A few years ago, the world’s biggest pension fund, the JPY135trn (€1trn) Government Pension Investment Fund, Japan (GPIF) looked like it was in a deep slumber. Its asset allocation was deemed safe since it was heavily tilted towards Japanese sovereign bonds.
Then, Prime Minister Shinzo Abe came to power, introduced his new economic growth plan and suddenly something changed. Abe’s policy, branded the ‘three arrows’ – fiscal stimulus, monetary easing and structural reforms – sent a clear signal that it was time to give Japan a boost. The Economist characterized the program as a “mix of reflation, government spending and a growth strategy designed to jolt the economy out of suspended animation that has gripped it for more than two decades”.
The investment world realized something big was underway when, on February 26, 2014, a Japanese Council of Experts released a revised and finalized version of the country’s Stewardship Code to promote sustainable growth in companies through investment and dialogue with shareholders.
The Tokyo Stock Exchange (TSE) then formulated “Japan’s Corporate Governance Code” (the Code) and incorporated it as an Exhibit into its Securities Listing Regulations. The Code has the same content as “Japan’s Corporate Governance Code” finalized on March 5, 2015 by “The Council of Experts Concerning the Corporate Governance Code”.
The Code and the associated rules entered into force on June 1, 2015.
The second big change came with a massive reshuffle of GPIF’s asset allocation. It was the biggest, politically-driven portfolio shift ever seen.
- Asset class – % before / % after
- Domestic bonds 67.4% / 35%
- Domestic equities 11.1% / 25%
- Foreign Bonds 8.4% / 15%
- Foreign Equities 10.1% / 25%Since then GPIF has almost realized this rebalancing, and by doing so more than doubled its exposure to stocks. It is worth remembering the rationale behind the decision, as Takahiro Mitani, GPIF President, explained at the time: “Our committee examined various sets of asset allocations which met the necessary rates of return in two macro-economic scenarios, an upside and a downside case, and analyzed these with multiple risk metrics”.

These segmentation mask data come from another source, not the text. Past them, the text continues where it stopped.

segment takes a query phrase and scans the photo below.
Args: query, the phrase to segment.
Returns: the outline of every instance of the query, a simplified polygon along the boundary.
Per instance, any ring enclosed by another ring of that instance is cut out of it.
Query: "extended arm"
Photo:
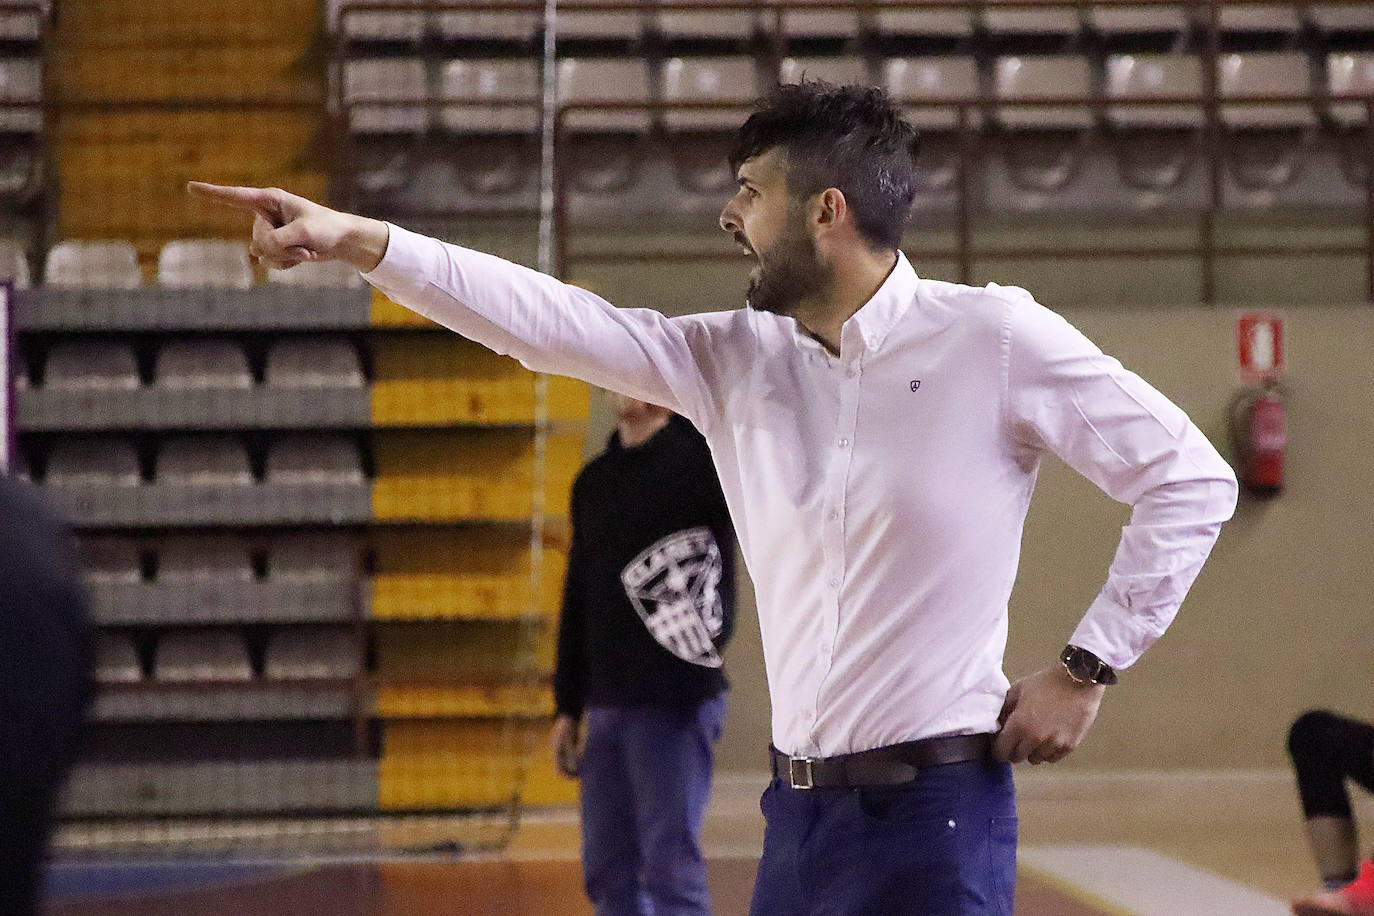
[[[651,309],[619,309],[493,255],[276,188],[192,182],[189,189],[254,214],[250,251],[261,263],[285,269],[344,261],[394,301],[529,369],[659,404],[698,428],[711,421],[711,395],[698,368],[709,341],[699,323]]]

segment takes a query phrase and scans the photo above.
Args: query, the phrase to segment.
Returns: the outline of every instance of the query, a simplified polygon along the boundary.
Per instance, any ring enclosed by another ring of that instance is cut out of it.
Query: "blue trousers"
[[[750,916],[1011,916],[1011,767],[954,763],[900,786],[773,780]]]
[[[597,916],[709,916],[698,838],[725,695],[587,711],[582,876]]]

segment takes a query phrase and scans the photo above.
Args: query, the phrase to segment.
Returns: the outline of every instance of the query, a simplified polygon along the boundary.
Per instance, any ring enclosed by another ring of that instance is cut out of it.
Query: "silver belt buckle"
[[[787,758],[787,781],[792,784],[792,788],[816,788],[816,777],[811,769],[811,765],[814,762],[815,758],[813,757]],[[800,773],[800,776],[798,775],[798,773]]]

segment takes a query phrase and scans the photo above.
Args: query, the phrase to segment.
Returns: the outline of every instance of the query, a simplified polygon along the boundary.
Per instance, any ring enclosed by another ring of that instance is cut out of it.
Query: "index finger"
[[[261,213],[269,219],[277,209],[276,198],[266,188],[233,188],[204,181],[188,181],[186,190],[195,197],[224,204],[236,210]]]

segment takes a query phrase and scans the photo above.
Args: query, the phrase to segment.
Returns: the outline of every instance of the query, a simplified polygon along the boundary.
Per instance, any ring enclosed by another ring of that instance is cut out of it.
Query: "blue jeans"
[[[793,789],[773,780],[750,916],[1011,916],[1011,767],[953,763],[910,783]]]
[[[582,876],[597,916],[709,916],[698,838],[724,722],[723,693],[587,711]]]

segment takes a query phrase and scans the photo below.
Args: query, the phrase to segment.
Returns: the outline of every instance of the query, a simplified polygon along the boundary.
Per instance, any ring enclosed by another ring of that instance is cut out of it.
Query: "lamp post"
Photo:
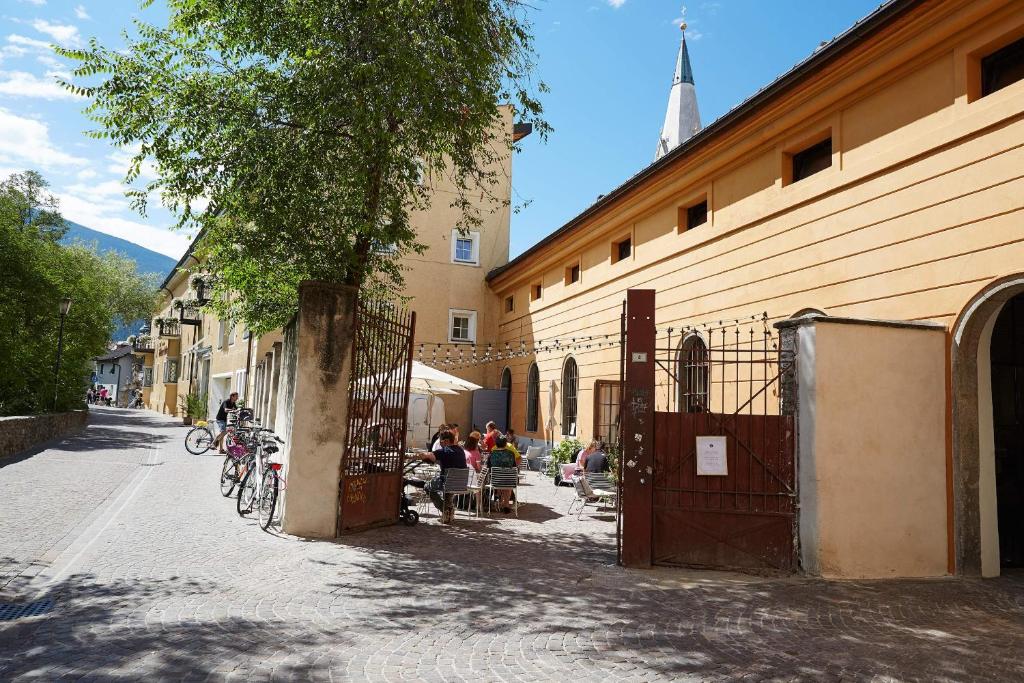
[[[64,319],[71,310],[71,297],[60,300],[60,330],[57,332],[57,364],[53,368],[53,409],[57,410],[57,394],[60,391],[60,360],[64,353]]]

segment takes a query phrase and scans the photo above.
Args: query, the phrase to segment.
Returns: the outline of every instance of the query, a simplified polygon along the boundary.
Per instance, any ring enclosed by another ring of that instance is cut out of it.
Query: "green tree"
[[[57,408],[82,405],[92,357],[121,321],[148,317],[155,283],[134,261],[63,245],[64,220],[46,181],[29,171],[0,182],[0,415],[50,410],[63,297],[71,298]]]
[[[137,150],[128,181],[155,162],[137,208],[158,192],[202,231],[218,313],[257,334],[290,318],[300,280],[401,283],[432,179],[454,185],[455,227],[504,201],[501,104],[548,132],[518,0],[167,4],[125,50],[60,50],[80,63],[64,85],[92,99],[94,135]]]

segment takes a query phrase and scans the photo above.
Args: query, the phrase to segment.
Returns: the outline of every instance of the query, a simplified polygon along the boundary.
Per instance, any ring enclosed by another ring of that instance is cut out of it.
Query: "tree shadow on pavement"
[[[46,614],[0,622],[0,680],[305,680],[317,651],[350,642],[342,627],[303,631],[252,614],[190,620],[186,610],[158,608],[181,605],[183,595],[214,600],[219,589],[190,579],[68,578],[37,598],[52,601]],[[285,661],[292,651],[310,656]]]

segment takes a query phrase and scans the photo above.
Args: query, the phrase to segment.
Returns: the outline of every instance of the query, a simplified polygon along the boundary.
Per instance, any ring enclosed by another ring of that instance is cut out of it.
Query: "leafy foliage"
[[[437,188],[450,227],[507,203],[499,105],[549,130],[519,0],[167,4],[126,50],[59,50],[79,62],[64,85],[92,99],[93,135],[134,151],[128,181],[155,162],[137,208],[159,193],[201,230],[213,307],[257,334],[303,279],[394,290]]]
[[[155,283],[115,253],[65,246],[63,219],[46,181],[29,171],[0,182],[0,415],[53,403],[59,305],[71,298],[57,408],[84,400],[93,356],[122,320],[148,317]]]
[[[554,475],[559,467],[567,462],[576,459],[576,454],[583,448],[583,442],[579,439],[562,439],[551,449],[551,463],[548,465],[548,474]]]

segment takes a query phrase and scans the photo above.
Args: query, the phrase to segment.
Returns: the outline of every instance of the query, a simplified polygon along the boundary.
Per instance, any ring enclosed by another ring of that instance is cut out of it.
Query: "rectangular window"
[[[539,299],[543,291],[544,288],[540,285],[540,283],[530,285],[530,301],[536,301],[537,299]]]
[[[708,222],[708,200],[694,204],[686,210],[686,229],[693,230]]]
[[[619,405],[622,386],[617,381],[594,383],[594,438],[614,445],[619,443]]]
[[[235,336],[235,323],[232,321],[231,324],[228,325],[228,344],[235,343]]]
[[[633,241],[626,237],[612,246],[612,263],[625,261],[633,253]]]
[[[565,268],[565,284],[571,285],[580,281],[580,264],[574,263]]]
[[[172,384],[178,381],[178,359],[168,358],[164,362],[164,384]]]
[[[153,386],[153,368],[151,366],[142,368],[142,386]]]
[[[248,374],[245,370],[235,371],[235,391],[239,398],[245,398],[245,387],[248,385]]]
[[[448,341],[476,341],[476,311],[448,311]]]
[[[809,178],[832,165],[832,138],[811,145],[792,157],[793,182]]]
[[[248,339],[250,334],[252,333],[249,332],[249,328],[246,327],[244,330],[242,330],[242,339]]]
[[[515,300],[515,298],[511,297],[511,296],[505,297],[505,312],[506,313],[511,313],[514,310],[516,310],[516,300]]]
[[[224,320],[217,321],[217,348],[224,348],[224,339],[227,336],[228,324]]]
[[[981,96],[1024,79],[1024,38],[981,58]]]
[[[480,263],[480,233],[452,230],[452,262],[465,265]]]

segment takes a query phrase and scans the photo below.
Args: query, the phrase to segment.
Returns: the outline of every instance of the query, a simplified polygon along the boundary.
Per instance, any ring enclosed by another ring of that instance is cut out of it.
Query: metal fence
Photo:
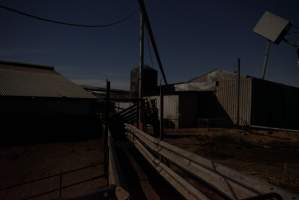
[[[126,124],[126,130],[129,141],[186,199],[211,198],[167,163],[191,174],[227,199],[299,199],[295,194],[158,140],[132,125]]]
[[[108,132],[108,184],[110,187],[115,187],[115,199],[127,200],[130,198],[129,193],[124,188],[124,181],[122,180],[119,160],[116,153],[116,144],[110,131]]]
[[[97,179],[100,179],[100,178],[104,177],[104,174],[103,174],[103,175],[94,176],[94,177],[91,177],[91,178],[88,178],[88,179],[84,179],[84,180],[81,180],[81,181],[78,181],[78,182],[75,182],[75,183],[72,183],[72,184],[69,184],[69,185],[63,185],[62,181],[63,181],[63,176],[64,175],[74,173],[74,172],[78,172],[78,171],[82,171],[82,170],[85,170],[85,169],[88,169],[88,168],[97,167],[97,166],[100,166],[100,165],[103,165],[103,164],[102,163],[95,163],[95,164],[87,165],[87,166],[84,166],[84,167],[80,167],[80,168],[76,168],[76,169],[72,169],[72,170],[68,170],[68,171],[63,171],[63,172],[53,174],[53,175],[50,175],[50,176],[37,178],[37,179],[32,179],[32,180],[25,181],[25,182],[22,182],[22,183],[18,183],[18,184],[15,184],[15,185],[10,185],[10,186],[7,186],[7,187],[0,188],[0,192],[16,189],[16,188],[24,186],[24,185],[34,184],[34,183],[37,183],[37,182],[45,181],[47,179],[51,179],[51,178],[56,177],[57,182],[58,182],[58,187],[57,188],[54,188],[54,189],[51,189],[51,190],[48,190],[48,191],[45,191],[45,192],[40,192],[40,193],[37,193],[37,194],[34,194],[34,195],[26,196],[26,197],[20,198],[20,199],[22,199],[22,200],[31,200],[31,199],[35,199],[35,198],[38,198],[38,197],[49,195],[49,194],[55,193],[55,192],[56,193],[58,192],[57,196],[59,198],[61,198],[62,197],[62,191],[64,189],[67,189],[67,188],[70,188],[70,187],[73,187],[73,186],[76,186],[76,185],[79,185],[79,184],[82,184],[82,183],[94,181],[94,180],[97,180]]]

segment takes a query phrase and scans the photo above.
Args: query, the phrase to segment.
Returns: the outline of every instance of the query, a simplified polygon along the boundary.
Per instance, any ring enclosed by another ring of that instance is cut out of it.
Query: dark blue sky
[[[266,42],[252,28],[269,10],[299,26],[298,0],[148,0],[148,12],[169,82],[214,68],[261,76]],[[34,15],[101,24],[137,10],[136,0],[2,0]],[[138,63],[138,15],[109,29],[82,29],[36,21],[0,10],[0,60],[51,65],[79,83],[128,88]],[[147,56],[146,52],[146,56]],[[146,58],[148,64],[150,60]],[[275,45],[267,79],[299,86],[295,50]],[[157,64],[155,64],[157,68]]]

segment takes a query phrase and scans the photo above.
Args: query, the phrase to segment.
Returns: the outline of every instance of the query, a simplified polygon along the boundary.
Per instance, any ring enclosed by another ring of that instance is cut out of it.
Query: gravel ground
[[[169,131],[166,142],[299,193],[299,134],[236,129]]]
[[[80,171],[65,174],[62,185],[67,186],[99,176],[62,191],[62,197],[75,197],[106,186],[103,177],[103,145],[101,139],[48,144],[0,147],[0,188],[47,177],[61,172],[98,164]],[[14,200],[59,187],[59,177],[0,191],[0,199]],[[36,199],[52,199],[58,192]]]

As Japan is confronting a declining population, GPIF should be run in order to contribute to fund the benefits of later generations. To fulfil this mission GPIF must deliver 1.7 % per annum (quite an increase compared with the previous objective of 1.1%). As the massive buying of bonds by the Bank of Japan has depressed the asset class, it is logical that GPIF invest more in stocks. Some might say there is an implicit sharing of responsibilities: the BoJ looks after the bond market, the GPIF the stock market. This is excessive, but the increased exposure to stocks can be observed in some other places. The Norwegian Government Pension Fund Global recently announced it would increase its allocation to stocks from 60% to 70%. As those schemes are “pass through” i.e. in charge of transferring revenue from today into the future, it makes sense to invest in the productive capital of the economy rather in fixed interest bonds that don’t pay “much”. Just to illustrate: let’s recall that Austria recently issued a 70-year bond at 1.58%. The average return for stocks in Europe is almost twice that. For an investor, buying a 70 year bond paying 1.58% means it will be paid that coupon and, hopefully, get their capital back when the bond matures…in 70 years! There is no upside and such a return does not leave much room to absorb any bouts of inflation. A diversified portfolio of stocks, on average, delivers a much higher return and guarantees to the investor “a warrant” on the nominal growth of GDP. From this, one can conclude that GPIF’s new asset allocation is much better aligned with its mission.
The third move that is really big is the new importance of ESG issues in Japan. Being a very long-term investor, GPIF is conscious that taking into account ESG can make a big difference in the performance of the companies that long term investors invest in. Maximizing immediate return cannot be the goal of long-term investors. For them, what really matters (and it is not that simple) is to invest in businesses with sustainable business models. One way to do so is by implementing a pragmatic, no-nonsense Best-in-Class ESG policy. In fact, with differences due to governance or culture, most large institutional investors have already started to implement such policies. The election of Hiromichi Mizuno, Executive Managing Director and Chief Investment Officer of GPIF to the board of PRI is great news.Mizuno will bring his expertise and a much-needed Asian input to a global institution like PRI. It is hoped that the example of GPIF will also encourage other large Japanese Institutional Investors to follow suit. On December 5th, 2016, Paris Europlace, the group that promotes financial services in France held a conference in Tokyo. Many people attended a roundtable dedicated to discussing “Innovative asset management serving sustainability”. This is a good omen!
A few years ago, the gentle giant of GPIF awoke from its lethargy. Now it is on the move. This is good news for Japan, but also beyond its frontiers for other large institutional investors that might find inspiration in the way the world’s biggest pension fund is addressing its challenges.
Philippe Desfossés is CEO at the €26bn ERAFP pension fund in Paris, France.